Flowering is usually basipetal or develops from the top of the raceme moving downwards, but it can also be acropetal, that is, starting from the bottom of the raceme and moving upwards. The flowering period of a single raceme ranges from one to five days.
A single flower can produce more than 14 000 grains of pollen.
Ten to 15 days after anthesis, the majority of flowers would have fallen to the ground. These flowers bear germinated pollen grains on the stigma, but have unfertilised ovaries.
The remainder of the flowers still on the raceme are mostly fertilised and represent the “initial set”.
After anthesis is completed an exponential burst in growth is noticeable for about four to seven weeks (October to November).
Up until 60 days after anthesis, young fruit will drop continuously, with the remaining fruit fairly well attached due to the thickening and lignification of the rachis. The drop of young fruit is greater on racemes with a high initial set than on racemes with a low initial set. It has being suggested the cause of this young fruit drop may be as a result of competition between individual nuts for food, water and mineral nutrients.
Depending on the nut set, the rachis becomes thicker in relation to the size of the cluster of nuts on the rachis.
Only about 0.0004 % of flowers develop harvestable nuts. The mature fruit is a follicle 25mm in diameter, green in colour and globose in shape.
The seed is in fact the nut covered with a 2mm to 5mm thick, hard testa (outer seed coat) and the embryo or kernel. The embryo consists of two large hemispherical cotyledons and minute, nearly globose, plumule-radicle axis, inserted between the cotyledons at the lower end of the seed.
After one ovule has been fertilised, it appears the fertilisation of the second cynic in the ovary is inhibited. Hardening of the shell takes place about 110 days after anthesis, and the fruit is about 70% of its final fresh weight.

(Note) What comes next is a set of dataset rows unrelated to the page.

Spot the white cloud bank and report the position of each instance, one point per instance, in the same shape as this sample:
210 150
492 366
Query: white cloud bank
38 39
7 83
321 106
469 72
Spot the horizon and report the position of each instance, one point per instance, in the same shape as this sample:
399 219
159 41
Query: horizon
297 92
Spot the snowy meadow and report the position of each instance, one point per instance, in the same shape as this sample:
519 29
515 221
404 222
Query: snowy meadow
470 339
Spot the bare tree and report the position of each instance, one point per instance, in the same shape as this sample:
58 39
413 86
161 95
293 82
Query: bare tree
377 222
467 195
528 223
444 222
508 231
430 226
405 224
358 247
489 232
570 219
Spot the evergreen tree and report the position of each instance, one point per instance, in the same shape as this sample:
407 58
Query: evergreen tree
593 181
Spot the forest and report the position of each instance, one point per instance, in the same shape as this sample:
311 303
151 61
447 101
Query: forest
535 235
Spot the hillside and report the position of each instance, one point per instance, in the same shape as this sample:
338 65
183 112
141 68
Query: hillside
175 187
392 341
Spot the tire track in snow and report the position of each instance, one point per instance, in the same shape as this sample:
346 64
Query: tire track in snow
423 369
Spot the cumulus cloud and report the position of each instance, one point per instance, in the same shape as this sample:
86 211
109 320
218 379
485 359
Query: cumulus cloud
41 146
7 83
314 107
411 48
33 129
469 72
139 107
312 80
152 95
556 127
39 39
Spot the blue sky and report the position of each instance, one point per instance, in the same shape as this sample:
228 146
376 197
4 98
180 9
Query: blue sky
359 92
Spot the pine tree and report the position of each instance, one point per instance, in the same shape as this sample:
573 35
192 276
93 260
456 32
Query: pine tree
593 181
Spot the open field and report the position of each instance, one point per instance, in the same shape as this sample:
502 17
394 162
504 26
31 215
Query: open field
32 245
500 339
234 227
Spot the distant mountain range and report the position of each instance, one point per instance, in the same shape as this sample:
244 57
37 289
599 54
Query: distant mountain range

Very little oil formation and only slight enlargement of the embryo, mainly due to water accumulation, takes place during the first 90 days. After that the dry weight represented mainly by oil increases constantly, with about 70% of the oil being formed between 90 and 185 days of its development. This oil accumulation stage is critical for kernel quality and the climatic conditions during oil accumulation are vital in oil content, sound kernel recovery, and percentage of first-grade kernels.